The importance of the sn-2 bond is in the regulation of digestion and subsequent fat absorption. The first enzyme that digests fats is gastric lipase, which is already well developed in newborns. Subsequently, pancreatic lipase continues fat digestion in the gut, but a certain immaturity of the exocrine function of the pancreas is observed in neonates. Bile-salt stimulated lipase from human milk has an important role in breastfed infants. Gastric lipase accounts for approximately 10 % and lipase stimulated by biliary salts accounts for 20–40 % of fat digestion [8]. Pancreatic lipase separates fatty acids in the sn-1 and sn-3 positions, while the middle position is relatively resistant to lytic activity of this enzyme [9]. When the activity of pancreatic lipase in the intestine is appropriate, the final result of digestion of fats is free fatty acids and 2-monoacylglycerol, which subsequently creates micelles with biliary acids and is absorbed quickly. However, free saturated fatty acids with a long chain (e.g. palmitic acid), and a sufficient amount of calcium in the intestinal lumen, create non-soluble calcium soaps and so lower the overall availability of calcium for the child. If palmitic acid is bound in the sn-2 position to glycerol, it does not create compounds with calcium, but is absorbed [5, 10]. If infants are fed with fats containing mainly palmitic acid located in the sn-1 and sn-3 position, the insufficient pancreatic lipase activity increases the risk of forming poorly absorbed calcium soaps.
This is the reason why, according to the pattern of human milk, a high content of palmitic acid in the sn-2 position in milk formula leads to higher absorption and efficiency of palmitic acid in comparison with supplemental milk formulas with triacylglycerols derived from vegetable oils that are predominantly in the sn-1 and sn-3 position [11]. Several studies have revealed that fat from human milk is better absorbed than fat from supplemental milk formulas, while increasing the β-palmitate in formulas aims to achieve the level of fat absorption from formulas at that from human milk. The content of fatty acids bound in the β-position to glycerol is distinctly different in various supplemental milk formulas [3]. Furthermore, when analysing various supplementary milk formulas, there were significant differences in the stereospecific structure of fatty acids, as well as in the profile of particular fatty acids in comparison with human milk [4]. Regarding palmitic acid, although differences were not that great in its content, there were differences in the proportion of its binding in the sn-2 position. Similarly, the content of fatty acids in human milk changes depending on the mother’s diet [12]. The gradual identification of particular components of human milk, as well as determination of their physiological importance, has led to adjustments of supplemental milk formulas with the aim of providing for infants who cannot be breastfed, for various reasons, similar benefits as those of human milk. Besides adjustment of the content of particular immunomodulatory (nucleotides, prebiotics, oligosaccharides, probiotics, vitamins) and other essential components with metabolic and other physiological functions (polyunsaturated fatty acids, carnitine, choline, taurine, minerals, vitamins) attention is increasingly turning towards the fatty components of cow’s milk [1].

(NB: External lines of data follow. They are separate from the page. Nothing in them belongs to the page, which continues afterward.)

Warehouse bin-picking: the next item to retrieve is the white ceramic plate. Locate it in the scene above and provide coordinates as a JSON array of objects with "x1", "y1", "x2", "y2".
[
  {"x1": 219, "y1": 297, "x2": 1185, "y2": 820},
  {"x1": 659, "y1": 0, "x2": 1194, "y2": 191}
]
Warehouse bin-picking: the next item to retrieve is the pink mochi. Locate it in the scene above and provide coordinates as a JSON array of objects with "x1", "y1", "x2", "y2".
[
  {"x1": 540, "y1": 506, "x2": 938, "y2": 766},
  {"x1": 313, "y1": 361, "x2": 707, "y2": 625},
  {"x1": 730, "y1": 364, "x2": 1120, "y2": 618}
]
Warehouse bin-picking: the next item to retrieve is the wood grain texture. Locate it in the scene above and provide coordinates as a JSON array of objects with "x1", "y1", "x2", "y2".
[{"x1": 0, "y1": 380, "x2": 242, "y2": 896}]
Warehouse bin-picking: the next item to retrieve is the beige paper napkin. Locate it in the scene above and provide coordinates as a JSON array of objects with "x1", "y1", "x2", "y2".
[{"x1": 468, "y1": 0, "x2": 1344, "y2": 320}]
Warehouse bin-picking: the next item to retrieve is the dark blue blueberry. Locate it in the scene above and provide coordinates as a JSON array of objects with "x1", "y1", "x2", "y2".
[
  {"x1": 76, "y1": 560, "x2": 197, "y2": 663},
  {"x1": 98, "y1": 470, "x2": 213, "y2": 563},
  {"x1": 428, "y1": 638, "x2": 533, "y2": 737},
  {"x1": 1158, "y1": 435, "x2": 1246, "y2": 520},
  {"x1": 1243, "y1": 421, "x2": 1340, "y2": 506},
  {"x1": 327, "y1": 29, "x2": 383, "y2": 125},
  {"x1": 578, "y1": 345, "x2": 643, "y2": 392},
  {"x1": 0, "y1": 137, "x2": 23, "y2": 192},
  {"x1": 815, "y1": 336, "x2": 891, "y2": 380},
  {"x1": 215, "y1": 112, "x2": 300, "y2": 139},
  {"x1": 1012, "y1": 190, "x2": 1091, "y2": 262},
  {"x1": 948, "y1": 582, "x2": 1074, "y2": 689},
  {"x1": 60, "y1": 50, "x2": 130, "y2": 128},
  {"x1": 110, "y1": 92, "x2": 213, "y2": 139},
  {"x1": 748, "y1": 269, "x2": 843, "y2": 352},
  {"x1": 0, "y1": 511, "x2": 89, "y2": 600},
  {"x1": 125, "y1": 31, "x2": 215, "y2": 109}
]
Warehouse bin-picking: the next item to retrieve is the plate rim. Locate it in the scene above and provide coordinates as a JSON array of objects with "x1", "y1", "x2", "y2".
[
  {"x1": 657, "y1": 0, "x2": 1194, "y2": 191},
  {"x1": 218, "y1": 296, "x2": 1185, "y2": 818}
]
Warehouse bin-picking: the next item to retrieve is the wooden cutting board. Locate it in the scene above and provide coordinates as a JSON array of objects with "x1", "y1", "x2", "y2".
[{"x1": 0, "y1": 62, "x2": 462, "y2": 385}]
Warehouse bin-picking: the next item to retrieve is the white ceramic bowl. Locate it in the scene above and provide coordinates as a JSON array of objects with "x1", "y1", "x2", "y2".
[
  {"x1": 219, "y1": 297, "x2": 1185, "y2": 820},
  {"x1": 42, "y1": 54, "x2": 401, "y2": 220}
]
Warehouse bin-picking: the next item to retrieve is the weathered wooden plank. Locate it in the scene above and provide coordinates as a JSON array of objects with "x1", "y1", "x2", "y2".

Under physiological conditions, palmitic acid is an important component of human milk. On the basis of available analyses, an important part of palmitic acid is bound to the skeleton of glycerol in triacylglycerols in the sn-2 position (position β), which has important physiological and metabolic implications in breastfed infants in comparison with infants fed supplemental milk formula [13].
In addition, changes in the position of palmitate on the molecule of glycerol may influence the presentation of fats in the plasma and their metabolism [14, 15]. However, some authors have suggested that differences in the physical characteristics of fats resulting from inter-esterification and changes in triacylglycerol structures are key determinants of the level of postprandial lipaemia, rather than the position of the fatty acid in triacylglycerols [16].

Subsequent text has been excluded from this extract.